Dr. Dart opined that because of the angle, on a rainy day, it even may have been difficult to see its octagonal shape, which only a stop sign has.
Further, it appears from the videotape that blue spokes were painted across the front of the sign, and that the word "stop" blended into the sign's background. This made "the message" nearly invisible until close up. The videotape shows that the message is further obscured because, from the perspective of an approaching vehicle, the sign itself blends into the colors of the landscape and that even its post is not easily discernible due to the fact that it is not on the corner of the intersection directly in front of the driver. It is across a ditch away from the road. All an approaching vehicle can see is what appears to be an unremarkable post, just another object in the overgrown terrain. If there were any reason that a driver would know to look for this "sign", by the time he could figure out what it says, it would be too late to obey its directive. Ms. Grayson was from Texas, unfamiliar with this rural road, and the intersecting road, where she was killed, was made invisible by extremely thick, tall grass. Surely, she had every right to expect that if at some point she was suppose to stop, there would be a proper, timely instruction to that effect. We must presume that if the intersection had been properly marked, Ms. Grayson would have observed and obeyed the directive. Willis v. Everett, 359 So.2d 1080 (La.App. 3 Cir. 1978), writ denied, 362 So.2d 800 (La. 1978); Funderburk v. Temple, 268 So.2d 689 (La.App. 1 Cir. 1972), writ refused, 270 So.2d 875 (La. 1973). Additionally, when a person is killed in an accident and, therefore, is unable to testify on his or her own behalf, there is another presumption which may be invoked to negate contributory negligence. "The law presumes, because of the instinct of self preservation and love of life, that the decedent was not negligent and acted with ordinary care for his or her own safety." Benoit v. Hartford Casualty Insurance Company, 478 So.2d 707, 710 (La.App. 3 Cir. 1985), writ denied, 480 So.2d 745 (La. 1986). To my knowledge, ordinary care is all that is required.

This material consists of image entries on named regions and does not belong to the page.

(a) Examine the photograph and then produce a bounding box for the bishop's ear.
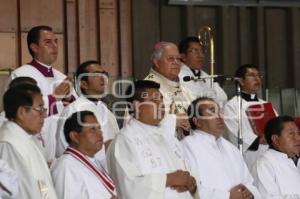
[271,134,279,147]
[69,131,79,144]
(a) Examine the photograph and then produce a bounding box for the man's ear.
[132,100,141,112]
[16,106,27,121]
[69,131,79,144]
[153,59,159,68]
[29,43,39,54]
[271,134,279,146]
[180,53,186,62]
[80,80,89,90]
[192,117,201,128]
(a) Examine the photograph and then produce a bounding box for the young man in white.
[0,84,56,199]
[56,60,119,167]
[10,26,77,164]
[178,37,227,106]
[107,80,198,199]
[252,116,300,199]
[51,111,117,199]
[223,64,268,170]
[182,98,260,199]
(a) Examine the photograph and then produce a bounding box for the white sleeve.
[106,134,166,199]
[224,101,257,151]
[181,139,230,199]
[0,143,40,199]
[252,159,300,199]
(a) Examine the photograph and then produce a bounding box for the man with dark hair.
[224,64,268,169]
[107,80,198,199]
[145,41,194,139]
[56,60,119,165]
[253,116,300,198]
[181,97,260,199]
[51,111,117,199]
[0,84,56,199]
[178,37,227,106]
[10,26,77,164]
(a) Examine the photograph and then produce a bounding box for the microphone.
[183,75,224,82]
[183,75,240,82]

Based on all of the foregoing, it appears that, more probably than not, Ms. Grayson was free from fault in causing her death and that the sole cause of it was the police jury's breach of its duty.

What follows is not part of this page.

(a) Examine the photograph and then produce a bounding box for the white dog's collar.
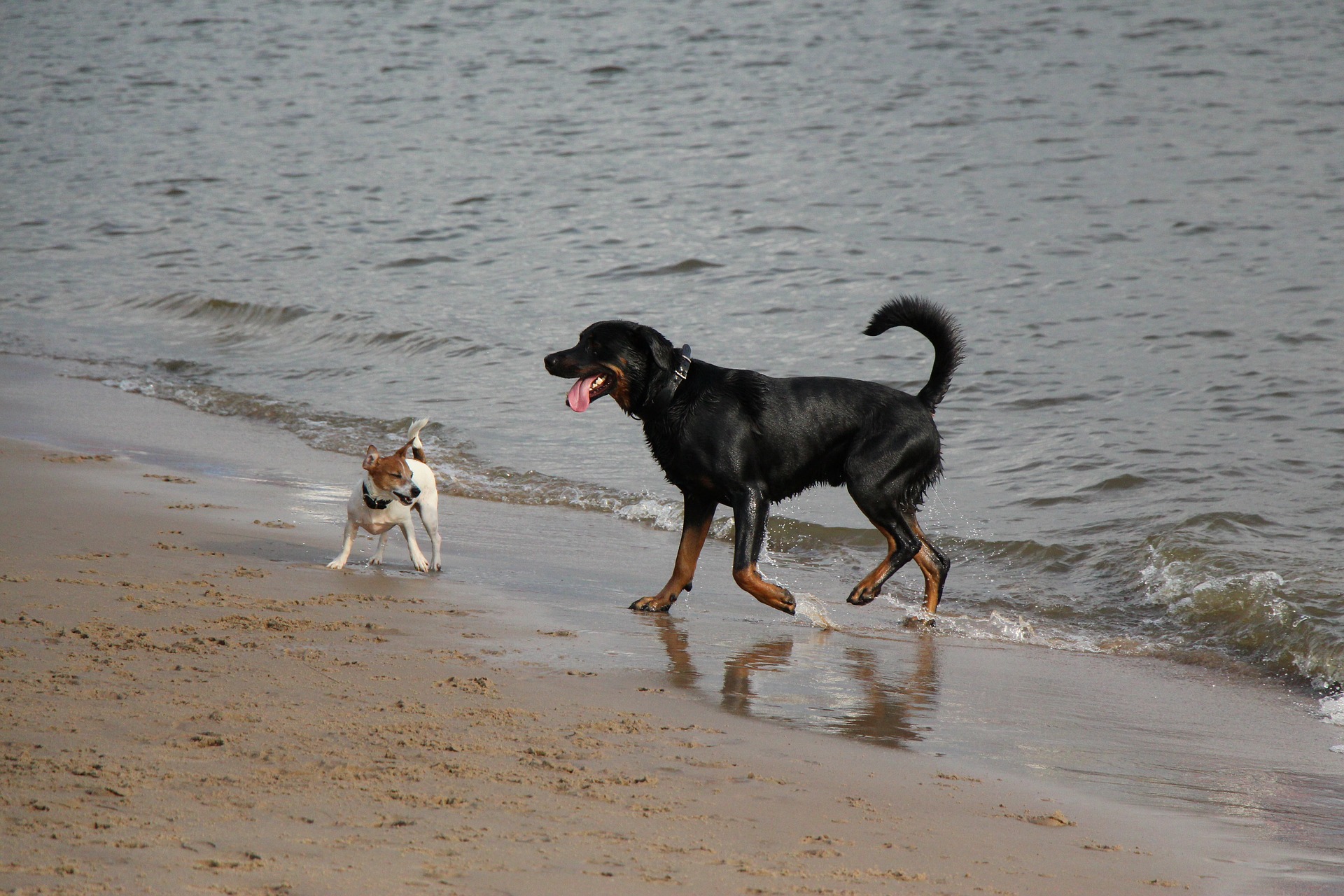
[363,482,393,510]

I further respectfully dissent from the majority regarding its determination that, due to Ms. Grayson's "probable" unconsciousness after the accident, Ms. Baudoin was unable to prove damages in the survival action she inherited.

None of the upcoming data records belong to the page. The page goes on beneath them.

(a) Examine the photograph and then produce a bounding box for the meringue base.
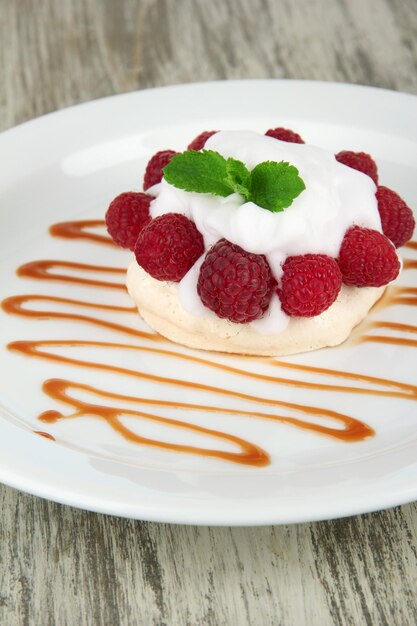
[126,261,385,356]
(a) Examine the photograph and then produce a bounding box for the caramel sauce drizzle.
[17,260,126,291]
[357,278,417,348]
[33,430,56,441]
[2,295,417,399]
[8,340,374,445]
[2,220,417,466]
[1,294,164,341]
[49,220,117,247]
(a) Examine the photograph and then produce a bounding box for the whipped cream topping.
[148,131,382,334]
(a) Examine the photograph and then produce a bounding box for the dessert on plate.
[106,128,415,356]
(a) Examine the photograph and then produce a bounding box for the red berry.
[135,213,204,282]
[336,150,378,185]
[143,150,178,191]
[265,128,305,143]
[376,187,416,248]
[197,239,274,324]
[339,226,400,287]
[187,130,219,150]
[277,254,342,317]
[106,191,153,250]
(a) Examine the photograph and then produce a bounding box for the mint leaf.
[249,161,305,213]
[163,150,232,196]
[225,157,250,200]
[163,150,305,212]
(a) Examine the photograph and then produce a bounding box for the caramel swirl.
[2,220,417,467]
[49,220,115,246]
[17,259,126,290]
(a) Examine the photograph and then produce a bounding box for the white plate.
[0,81,417,525]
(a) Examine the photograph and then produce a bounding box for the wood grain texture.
[0,0,417,626]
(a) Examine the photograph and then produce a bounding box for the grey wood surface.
[0,0,417,626]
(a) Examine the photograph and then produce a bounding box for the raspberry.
[339,226,400,287]
[187,130,219,150]
[376,186,415,248]
[265,128,305,143]
[106,191,153,250]
[135,213,204,282]
[277,254,342,317]
[143,150,178,191]
[335,150,378,185]
[197,239,274,324]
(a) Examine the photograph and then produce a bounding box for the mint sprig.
[163,150,305,212]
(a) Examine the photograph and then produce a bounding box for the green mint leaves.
[163,150,305,212]
[250,161,306,212]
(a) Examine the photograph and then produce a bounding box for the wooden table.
[0,0,417,626]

The police officer, who was at the scene after the accident, testified that Ms. Grayson was moaning. Moaning in these circumstances, is usually associated with pain. Given the trauma she had just experienced, we can only surmise the extreme physical and emotional pain Ms. Grayson was, more probably than not, suffering. Notwithstanding, the trial court may award damages for pain and suffering, even in the absence of evidence that the deceased regained consciousness after the accident. Cheatham v. City of New Orleans, 378 So.2d 369 (La. 1979); Brown v. Department of Transportation, 604 So.2d 99 (La.App. 3 Cir. 1992). Such appears appropriate in the case sub judice.
APPELLATE PANEL: FOOTNOTES
* Honorable William A. Culpepper participated in this decision by appointment of the Louisiana Supreme Court as Judge Pro Tempore.